Today's Best Matchup

Two Teams That Can Look Each Other in the Eye

By Alan Goldenbach
Washington Post Staff Writer
Thursday, March 8, 2007

From his first practice this season, Coach Steve Thompson knew his five Bethesda-Chevy Chase players standing 6 feet 4 or taller were going to tell him how to run the team. Except for having to crane his neck to look at them, Thompson had no problem with that.

"It's a luxury most [public school] teams don't have," Thompson said. "It changes the way you coach a team."

When the eighth-ranked Barons meet No. 3 Largo in the first Maryland 3A semifinal today at Comcast Center, they will see another public school team with an unusual surplus of height. The Lions have four players 6-5 or taller, including 6-11 junior center Maurice Sutton.

Since height might be the most desirable commodity in a young basketball player, private schools seek out many of the taller players in the area, leaving the public schools with shorter low-post players.

"You get what you get," Largo Coach Lewis Howard said. "But when you see he's tall, you know you want him. It gives you a tremendous edge."

B-CC's starting front court will feature 6-8 senior Maurice Pearson (committed to Ohio), 6-6 senior Jonathan Gregg and 6-4 junior Austin Cooley. Backing them up are 6-5 senior Jordan Herrera and 6-4 junior Tyler Henry. Backing up Sutton and 6-3 Kwame Morgan, the Washington area's second-leading scorer, are three seniors -- 6-7 Norman Washington, 6-6 Craig Horne and 6-5 Marcus Lecounte.

At the majority of the other area public schools, any one of them could be the team's tallest player.

B-CC and Largo's opponents have had to adjust all season. Very few have relied heavily on half-court offenses, where size becomes even more of a factor. Those teams also have been forced to find offense on the perimeter. B-CC allowed an area-high six three-pointers per game, even though the Barons yielded just 53.6 points per game.

"We've had some opponents who shoot as much from behind the three-point line as they do inside," Thompson said. "You live by the three, and you die by the three. It brings on a lot of inconsistency."

Another advantage today's semifinal opponents share is the luxury of being able to work on big-man skills in practice. Thompson and Howard said having more than one big man at practice has pushed their tall players each day and enhanced their development. Several coaches said tall players can lose interest in practice when they scrimmage against players four or five inches shorter.

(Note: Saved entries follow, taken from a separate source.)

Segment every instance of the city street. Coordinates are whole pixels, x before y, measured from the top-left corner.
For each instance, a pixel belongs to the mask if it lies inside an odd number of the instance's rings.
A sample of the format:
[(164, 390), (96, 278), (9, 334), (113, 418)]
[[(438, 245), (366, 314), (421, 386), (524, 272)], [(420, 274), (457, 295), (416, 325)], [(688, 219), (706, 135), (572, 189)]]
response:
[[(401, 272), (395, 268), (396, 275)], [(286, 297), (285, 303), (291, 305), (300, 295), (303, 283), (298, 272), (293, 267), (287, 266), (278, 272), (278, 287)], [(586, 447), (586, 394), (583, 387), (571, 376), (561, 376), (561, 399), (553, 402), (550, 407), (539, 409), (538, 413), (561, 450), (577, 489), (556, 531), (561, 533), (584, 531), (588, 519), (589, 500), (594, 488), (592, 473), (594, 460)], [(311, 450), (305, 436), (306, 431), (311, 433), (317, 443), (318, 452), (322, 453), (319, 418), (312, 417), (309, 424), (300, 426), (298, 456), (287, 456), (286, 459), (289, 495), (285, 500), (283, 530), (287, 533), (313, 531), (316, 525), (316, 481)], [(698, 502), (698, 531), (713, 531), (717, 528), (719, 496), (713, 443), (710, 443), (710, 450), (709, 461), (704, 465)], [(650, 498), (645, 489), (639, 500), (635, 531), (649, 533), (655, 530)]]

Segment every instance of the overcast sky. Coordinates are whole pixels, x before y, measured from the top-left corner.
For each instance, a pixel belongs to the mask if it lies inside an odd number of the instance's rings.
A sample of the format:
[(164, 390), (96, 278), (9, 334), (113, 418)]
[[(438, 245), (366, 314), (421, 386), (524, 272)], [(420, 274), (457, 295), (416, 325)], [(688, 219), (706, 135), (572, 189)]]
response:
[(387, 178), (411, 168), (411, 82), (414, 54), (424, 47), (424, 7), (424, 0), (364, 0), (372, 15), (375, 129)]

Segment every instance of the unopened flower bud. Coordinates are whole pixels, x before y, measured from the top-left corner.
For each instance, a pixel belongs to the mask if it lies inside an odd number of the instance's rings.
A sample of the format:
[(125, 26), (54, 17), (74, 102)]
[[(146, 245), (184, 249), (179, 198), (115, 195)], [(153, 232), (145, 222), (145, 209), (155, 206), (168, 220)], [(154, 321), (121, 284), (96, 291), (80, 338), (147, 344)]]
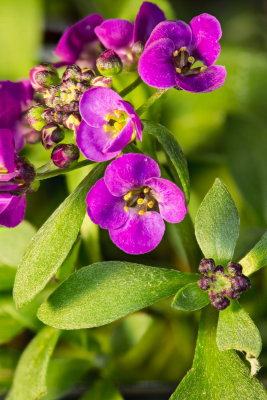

"It's great if you can have a kid who can practice like that," said Magruder Coach Dan Harwood, whose team is in the 4A semifinals, but not as genetically fortunate. "When you get to the playoffs, a lot of teams usually have at least one big guy, and you want to be ready for him."

Of course, size doesn't guarantee success. Harwood can point to his 2001 team, which didn't have a player taller than 6-2, and, in the 4A final, defeated Eleanor Roosevelt, which featured 6-3 Delonte West and 6-5 Eddie Basden, both of whom made the NBA.

"If you're 5-10, you can block out a 6-10 guy," Harwood said. "If you get tough kids, you can block anyone out, and it works. Against taller teams, that's very important."